This project aimed to understand why many students with intellectual disabilities (ID) struggle to move from adapted high school to work, and to design a service that makes this process clearer, starts earlier, and builds confidence. We began by interviewing stakeholders such as schools, employers, teachers/APL coordinators, Arbetsförmedlingen/Samstart, parents, and students. We found issues at different levels, including weak collaboration, missing information, and daily challenges like low self-confidence and overprotective home environments. Our goal was to make things easier without policy changes or extra funding, by creating more clarity and support within the current system. We expected that a practical, step-by-step tool would help students be better prepared and reduce the number who drop out after graduation.
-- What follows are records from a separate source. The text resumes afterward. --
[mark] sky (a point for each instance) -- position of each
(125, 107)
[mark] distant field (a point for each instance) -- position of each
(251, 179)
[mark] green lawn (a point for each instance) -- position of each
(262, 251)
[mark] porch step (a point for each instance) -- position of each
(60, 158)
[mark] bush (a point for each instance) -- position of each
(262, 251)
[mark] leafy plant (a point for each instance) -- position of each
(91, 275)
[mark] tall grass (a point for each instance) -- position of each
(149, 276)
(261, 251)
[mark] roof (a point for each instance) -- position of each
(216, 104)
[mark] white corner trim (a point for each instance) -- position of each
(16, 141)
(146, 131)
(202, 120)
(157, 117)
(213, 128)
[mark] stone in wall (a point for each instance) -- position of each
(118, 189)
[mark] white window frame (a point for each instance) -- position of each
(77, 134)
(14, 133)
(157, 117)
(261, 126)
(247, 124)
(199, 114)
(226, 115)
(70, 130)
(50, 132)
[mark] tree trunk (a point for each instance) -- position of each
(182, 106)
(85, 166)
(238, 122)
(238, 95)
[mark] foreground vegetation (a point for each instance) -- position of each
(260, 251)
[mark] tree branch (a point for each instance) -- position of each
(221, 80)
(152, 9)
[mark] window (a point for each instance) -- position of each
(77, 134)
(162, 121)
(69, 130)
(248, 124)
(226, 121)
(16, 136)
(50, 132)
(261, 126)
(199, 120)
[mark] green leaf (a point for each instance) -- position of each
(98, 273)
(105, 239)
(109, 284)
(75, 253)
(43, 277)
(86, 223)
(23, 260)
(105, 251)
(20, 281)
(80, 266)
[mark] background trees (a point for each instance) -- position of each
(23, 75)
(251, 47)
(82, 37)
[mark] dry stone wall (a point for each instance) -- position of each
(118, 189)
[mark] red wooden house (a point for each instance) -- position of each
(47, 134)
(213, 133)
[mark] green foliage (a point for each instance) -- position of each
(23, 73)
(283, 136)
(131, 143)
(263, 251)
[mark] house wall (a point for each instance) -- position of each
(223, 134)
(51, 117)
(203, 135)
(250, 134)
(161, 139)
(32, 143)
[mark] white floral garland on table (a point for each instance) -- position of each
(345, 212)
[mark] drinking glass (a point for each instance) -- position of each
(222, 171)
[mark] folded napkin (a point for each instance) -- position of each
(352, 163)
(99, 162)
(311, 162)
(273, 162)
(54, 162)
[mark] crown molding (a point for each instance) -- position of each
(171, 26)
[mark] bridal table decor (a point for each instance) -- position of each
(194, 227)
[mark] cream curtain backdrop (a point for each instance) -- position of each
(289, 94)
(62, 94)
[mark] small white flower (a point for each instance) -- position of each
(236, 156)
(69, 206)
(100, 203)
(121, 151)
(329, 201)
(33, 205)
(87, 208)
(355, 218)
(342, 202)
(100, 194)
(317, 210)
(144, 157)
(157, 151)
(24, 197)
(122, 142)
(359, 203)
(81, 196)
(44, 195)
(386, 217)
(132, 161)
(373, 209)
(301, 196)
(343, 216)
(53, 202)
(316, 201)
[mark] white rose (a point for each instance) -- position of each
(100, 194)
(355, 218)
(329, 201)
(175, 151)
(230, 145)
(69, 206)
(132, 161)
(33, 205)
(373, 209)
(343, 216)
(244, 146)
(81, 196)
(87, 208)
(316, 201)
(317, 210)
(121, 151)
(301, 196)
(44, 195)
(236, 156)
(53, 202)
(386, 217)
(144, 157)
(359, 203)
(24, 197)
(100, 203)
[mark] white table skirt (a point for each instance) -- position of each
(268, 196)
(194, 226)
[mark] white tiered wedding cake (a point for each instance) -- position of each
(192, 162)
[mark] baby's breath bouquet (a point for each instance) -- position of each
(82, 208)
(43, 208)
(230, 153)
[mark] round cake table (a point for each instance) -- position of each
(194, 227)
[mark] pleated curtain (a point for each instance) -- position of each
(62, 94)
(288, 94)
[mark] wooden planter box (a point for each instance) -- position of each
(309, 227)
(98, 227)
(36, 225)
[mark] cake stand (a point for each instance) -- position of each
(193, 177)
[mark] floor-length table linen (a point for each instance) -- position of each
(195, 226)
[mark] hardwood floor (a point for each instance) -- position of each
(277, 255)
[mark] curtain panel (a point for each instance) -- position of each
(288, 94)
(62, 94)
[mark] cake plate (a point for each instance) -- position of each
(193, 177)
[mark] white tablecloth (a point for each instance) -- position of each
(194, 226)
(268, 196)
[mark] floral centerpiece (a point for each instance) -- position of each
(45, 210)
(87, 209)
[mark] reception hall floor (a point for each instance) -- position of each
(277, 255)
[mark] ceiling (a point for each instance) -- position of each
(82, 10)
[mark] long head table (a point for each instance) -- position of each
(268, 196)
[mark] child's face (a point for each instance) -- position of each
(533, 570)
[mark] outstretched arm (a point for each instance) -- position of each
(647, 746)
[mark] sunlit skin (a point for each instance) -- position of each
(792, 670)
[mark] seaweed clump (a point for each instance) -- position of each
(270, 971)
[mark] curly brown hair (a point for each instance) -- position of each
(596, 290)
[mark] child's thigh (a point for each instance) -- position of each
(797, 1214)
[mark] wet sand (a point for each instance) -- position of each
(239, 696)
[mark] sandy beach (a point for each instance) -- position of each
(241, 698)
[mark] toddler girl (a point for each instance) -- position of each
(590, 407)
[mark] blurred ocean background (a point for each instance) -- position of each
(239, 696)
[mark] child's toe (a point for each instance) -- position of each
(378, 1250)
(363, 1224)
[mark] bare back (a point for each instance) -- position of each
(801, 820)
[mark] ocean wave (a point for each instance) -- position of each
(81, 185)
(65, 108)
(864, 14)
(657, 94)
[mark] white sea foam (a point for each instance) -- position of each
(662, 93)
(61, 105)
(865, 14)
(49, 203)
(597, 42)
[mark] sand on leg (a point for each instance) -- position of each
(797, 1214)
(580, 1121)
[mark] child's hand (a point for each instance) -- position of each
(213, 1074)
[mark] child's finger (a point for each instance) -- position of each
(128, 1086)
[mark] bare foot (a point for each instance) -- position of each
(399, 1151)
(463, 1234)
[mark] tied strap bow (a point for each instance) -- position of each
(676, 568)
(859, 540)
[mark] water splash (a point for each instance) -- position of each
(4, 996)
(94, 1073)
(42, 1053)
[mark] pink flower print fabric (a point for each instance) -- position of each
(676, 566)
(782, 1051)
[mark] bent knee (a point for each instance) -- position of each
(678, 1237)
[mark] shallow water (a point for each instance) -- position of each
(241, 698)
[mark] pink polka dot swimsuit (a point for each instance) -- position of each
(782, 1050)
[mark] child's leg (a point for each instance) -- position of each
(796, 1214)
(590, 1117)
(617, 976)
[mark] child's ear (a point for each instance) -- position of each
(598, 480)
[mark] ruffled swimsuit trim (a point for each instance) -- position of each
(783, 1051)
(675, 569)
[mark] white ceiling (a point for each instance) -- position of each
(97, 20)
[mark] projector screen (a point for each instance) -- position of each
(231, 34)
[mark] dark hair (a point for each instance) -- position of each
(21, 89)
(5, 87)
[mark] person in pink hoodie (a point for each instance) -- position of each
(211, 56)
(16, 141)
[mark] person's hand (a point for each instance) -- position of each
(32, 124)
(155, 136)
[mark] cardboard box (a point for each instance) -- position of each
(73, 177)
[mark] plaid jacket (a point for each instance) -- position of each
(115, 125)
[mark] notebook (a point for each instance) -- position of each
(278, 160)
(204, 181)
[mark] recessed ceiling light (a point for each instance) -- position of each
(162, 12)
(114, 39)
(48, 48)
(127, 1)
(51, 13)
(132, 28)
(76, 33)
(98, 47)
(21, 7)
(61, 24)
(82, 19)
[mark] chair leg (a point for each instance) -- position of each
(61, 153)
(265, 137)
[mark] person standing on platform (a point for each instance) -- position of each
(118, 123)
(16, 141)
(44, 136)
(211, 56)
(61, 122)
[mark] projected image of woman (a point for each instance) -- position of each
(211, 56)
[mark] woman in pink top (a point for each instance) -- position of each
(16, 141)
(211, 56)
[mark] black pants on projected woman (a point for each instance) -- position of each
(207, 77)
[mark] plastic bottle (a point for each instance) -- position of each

We identified three main challenges: how institutions work together, how information is shared, and how students gain confidence and independence in daily life. From these, we saw four areas to design for: information and communication, involvement and engagement, confidence and independence, and technology. This led to three early ideas: an AI Assistant, a Digital Assistant at Work using AR or a smartwatch, and a Role Model track to help students see success as normal and boost self-belief. After mapping value and getting feedback from stakeholders, including Samstart, we decided to focus on a Journey Map. This concept gives students clear guidance early and often, without changing the whole system.
We started with simple paper prototypes to show how things might work and encourage teamwork. Then we used Figma to create wireframes and later high-fidelity prototypes that resembled the final product. At one point, we moved too quickly toward a GPT-style assistant, but supervisor feedback helped us realize we needed to focus on the journey first and add AI later. Each stage helped us see what materials, interactions, and content were needed. The team worked together using shared tools to edit and test the prototypes.


The final concept, called My Journey, is a mobile app that breaks the transition into smaller, timely tasks over semesters, months, and weeks. These tasks are planned with an APL coordinator or advisor, so students can start getting ready earlier. The Home or Journey Map shows students their progress and what to do next, like reflecting on skills, contacting a workplace, documenting a hobby, watching a how-to video, or booking a coaching meeting. The Profile page lets students share basic information such as contact details, résumé, skills, and interests, which coordinators can use to match them with APL internships. The News Feed mixes inspiring role-model stories, official updates from the school or Arbetsförmedlingen, and short educational content like how to build a résumé. Finally, the Journey Guide is an AI chatbot trained on official documents that answers questions in simple language and points to next steps, making information easier to access without replacing human support.
We kept in touch with stakeholders through regular check-ins, including Arbetsförmedlingen and Samstart. Their feedback showed that clear and timely information is more important than changing the whole system. Both students and staff found a roadmap easy to use, and they agreed that inspiration should begin before the last year of school. The evaluation stressed the need for simplicity, clear next steps, and building confidence, which helped us decide which features to focus on in the final version.